Open Peer Review. To increase transparency in the publication and review process, Open Peer Review aims to provide full transparency of the peer review amendments. This includes that reviewers and authors are aware of the other’s identity , as well as the publication of the review letters after publication, and the possibility of a broader audience to participate in the peer review process .
Open Educational Resources. Knowledge or other resources that can be used for educational purposes should be accessible in a way that allows to alter the resource accordingly and redistribute to respective audiences .
By contributing to better reproducibility of research outcomes, Open Science has the potential to address the current replication crises in psychology and cancer research. Additionally, it is the foundation to build new infrastructure and frameworks that allow for better practices in scientific publishing.
In the past years, the Open Science community has build both international organizations such as the Center for Open Science (COS), the Open Science Framework (OSF), as well as numerous local Open Science initiatives to spread awareness and advance the idea of Open Science. Many funding organizations such as the Swiss National Fund  or the Wellcome Trust  have set up their own Open Science branches and policies, demanding the publication of data and research outcomes in accordance to Open Science frameworks.

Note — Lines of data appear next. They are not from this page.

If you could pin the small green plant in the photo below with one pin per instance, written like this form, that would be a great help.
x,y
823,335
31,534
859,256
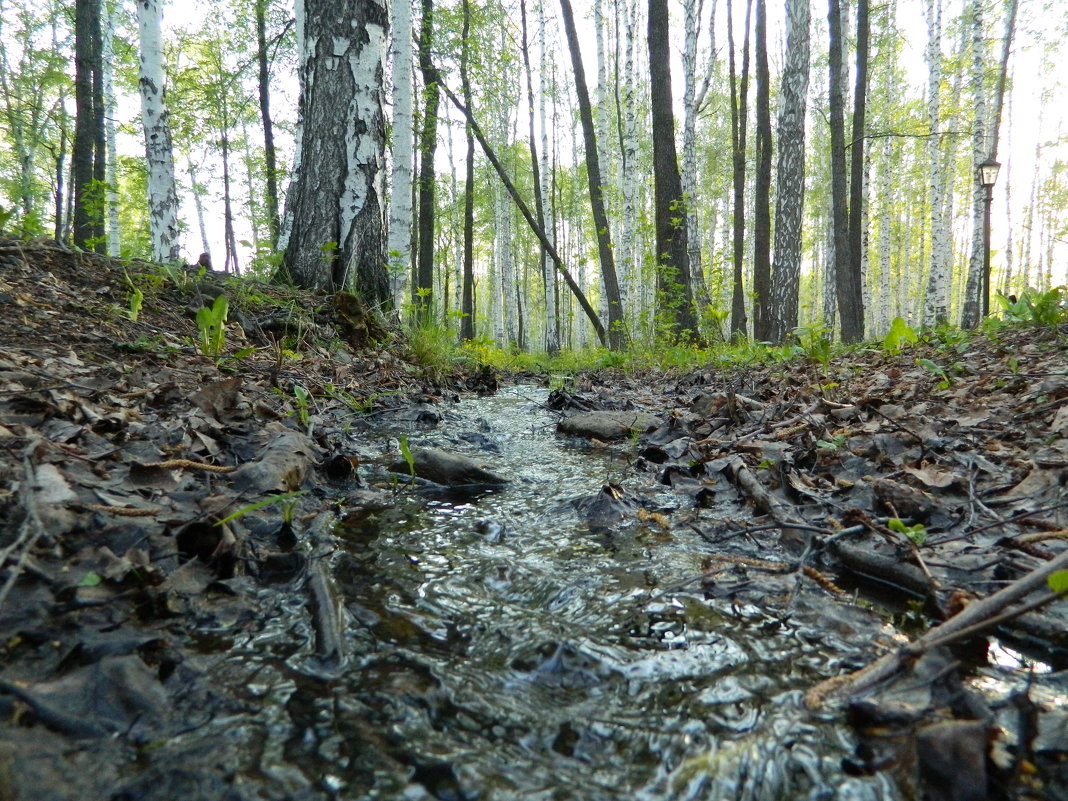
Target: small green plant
x,y
916,533
832,444
302,397
211,322
815,343
406,452
287,499
945,381
1048,308
1058,582
900,334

BEM as initiative is committed to the idea and principles of Open Science. By allowing students to engage in scientific publishing during early stages in their career, we are providing a platform to navigate and understand science. Additionally, we want to share resources to facilitate putting the principles of Open Science into action. In our Peer Review Courses and future fellowship program, we offer structured education and further insight into the processes behind scientific publishing. Peer Review at BEM follows the idea of Open Peer Review, as information and reviews themselves are published, and we are inviting a broader community to comment on and engage in reviews. Within our journal, we have integrated Open Science into our submission guidelines, encouraging student researchers to make their data and analysis code publicly available.
An argument can be made that student research can contribute meaningfully to scientific literature. It is often in undergraduate research projects that replication studies are conducted. The reporting of these outcomes is crucial to deconstruct the replication crisis . As a student journal, we are giving students the tools and the infrastructure to make their outcomes accessible.